A legacy is only as valuable as the care it receives from its recipients. So far, the 1914 gift of land for a park and medical center south of downtown Houston by early local philanthropist George H. Hermann seems to be surviving as valuable to the City of Houston beyond anyone’s earliest 20th century dreams.
Were it not for the 445-acre donation of land by Hermann, and the adjacent earlier donation of acreage and endowment funds to the contiguous west of the park for the start of Rice (Institute) University in 1912 from funds donated by another local giver, William Marsh Rice, the southern exposure of this city’s non-zoned real estate might have grown as nothing more than a hodge-podge of homes, business, and billboards, the way much of our city grew until we awoke from what we were doing. That kind of force for conservancy wasn’t necessary south and immediately west of General’s Sam’s statue. The gifts of Messrs. Hermann and Rice had set a legacy in motion that the people of 20th century Houston had gratefully accepted, developed, and improved.
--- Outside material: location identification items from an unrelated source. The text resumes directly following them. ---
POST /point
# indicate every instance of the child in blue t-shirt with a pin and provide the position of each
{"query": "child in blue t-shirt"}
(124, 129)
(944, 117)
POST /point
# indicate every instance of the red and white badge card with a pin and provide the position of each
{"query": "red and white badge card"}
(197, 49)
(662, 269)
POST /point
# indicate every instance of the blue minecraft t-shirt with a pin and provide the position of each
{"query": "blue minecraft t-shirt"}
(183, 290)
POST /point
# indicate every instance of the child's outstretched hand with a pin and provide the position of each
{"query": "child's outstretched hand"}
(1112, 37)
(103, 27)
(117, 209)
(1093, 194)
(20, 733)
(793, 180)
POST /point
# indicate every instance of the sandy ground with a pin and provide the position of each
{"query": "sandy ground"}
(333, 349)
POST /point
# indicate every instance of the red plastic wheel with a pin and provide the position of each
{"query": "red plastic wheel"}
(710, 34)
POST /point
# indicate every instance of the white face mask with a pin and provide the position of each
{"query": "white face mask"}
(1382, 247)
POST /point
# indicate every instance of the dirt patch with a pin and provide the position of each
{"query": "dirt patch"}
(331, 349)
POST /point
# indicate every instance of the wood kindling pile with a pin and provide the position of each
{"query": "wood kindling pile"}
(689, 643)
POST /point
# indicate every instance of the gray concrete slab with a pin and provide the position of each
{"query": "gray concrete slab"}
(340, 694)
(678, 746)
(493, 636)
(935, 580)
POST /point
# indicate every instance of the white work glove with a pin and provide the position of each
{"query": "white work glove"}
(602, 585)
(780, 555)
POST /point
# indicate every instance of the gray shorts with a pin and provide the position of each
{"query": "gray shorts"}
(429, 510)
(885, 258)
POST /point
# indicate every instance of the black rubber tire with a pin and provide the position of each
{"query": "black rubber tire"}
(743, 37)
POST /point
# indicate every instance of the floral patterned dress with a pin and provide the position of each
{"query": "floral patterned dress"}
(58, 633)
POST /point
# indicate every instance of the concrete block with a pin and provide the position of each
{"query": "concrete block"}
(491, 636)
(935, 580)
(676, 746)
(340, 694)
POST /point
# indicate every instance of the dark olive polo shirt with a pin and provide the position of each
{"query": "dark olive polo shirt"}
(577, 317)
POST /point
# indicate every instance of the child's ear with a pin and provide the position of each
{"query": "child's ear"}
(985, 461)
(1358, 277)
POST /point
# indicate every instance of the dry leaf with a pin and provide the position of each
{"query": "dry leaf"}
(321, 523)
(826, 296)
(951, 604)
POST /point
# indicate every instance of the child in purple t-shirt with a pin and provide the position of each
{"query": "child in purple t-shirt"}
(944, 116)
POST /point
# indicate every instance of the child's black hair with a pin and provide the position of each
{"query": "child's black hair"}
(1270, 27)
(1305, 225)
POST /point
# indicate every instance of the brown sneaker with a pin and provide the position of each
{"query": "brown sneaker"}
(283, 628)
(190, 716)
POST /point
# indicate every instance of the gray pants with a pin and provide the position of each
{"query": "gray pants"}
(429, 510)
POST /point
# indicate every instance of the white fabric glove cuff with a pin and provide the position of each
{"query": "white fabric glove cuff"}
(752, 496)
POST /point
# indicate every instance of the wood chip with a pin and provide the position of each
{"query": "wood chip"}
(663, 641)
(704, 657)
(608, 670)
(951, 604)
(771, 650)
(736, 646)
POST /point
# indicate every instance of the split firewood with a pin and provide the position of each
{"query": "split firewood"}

The Texas Medical Center south of Hermann Park is now the arguably finest in the world. The art, civic, and science museum district immediately north of Hermann Park is now one of the finest in the nation, if not the entire world – and these all flow further north through the reviving mid-town redeveloping residential area and into the traditional downtown/uptown (depending on your point of view) business district that also now preserves classic structures like the iconic Gulf and Esperson Buildings, the ancient LaCarafe Building on Market Square, while also serving as the promotional environment for the growth of the classical performing arts, major league baseball, and professional basketball. Throw in downtown also as the home of the central branch in one of the finest library collections and systems in the nation.
Houston values culture. Houston has class. And the seeds of it all may have been the early donations of two men named Hermann and Rice. These gifts to the people just seemed to set in motion an appetite and an attitude about learning, preservation, beauty, and accomplishment that permeates the air of our community to this very early dawn in the 21st century.

The future of Houston is right over there, just beyond the dawn. All we have to do to make our best future most likely is to lean into tomorrow by living fully today and in total respect for the many personal and community gifts of our storied local past.
How long has it been since you’ve visited the zoo, attended a concert at Hermann Park, checked out the Science Museum, visited the Houston Museum of Fine Arts or one its many local exposition cousins, or simply taken a continuing education class through the Rice University Adult Studies program?
Well, maybe it’s time you did something along those lines. We keep the legacy alive through our personal participation in whatever’s available. And we’ve got a lot of worthwhile stuff filling our cups of opportunity to the brim here in Houston. It’s up to each of us to either use it or lose it.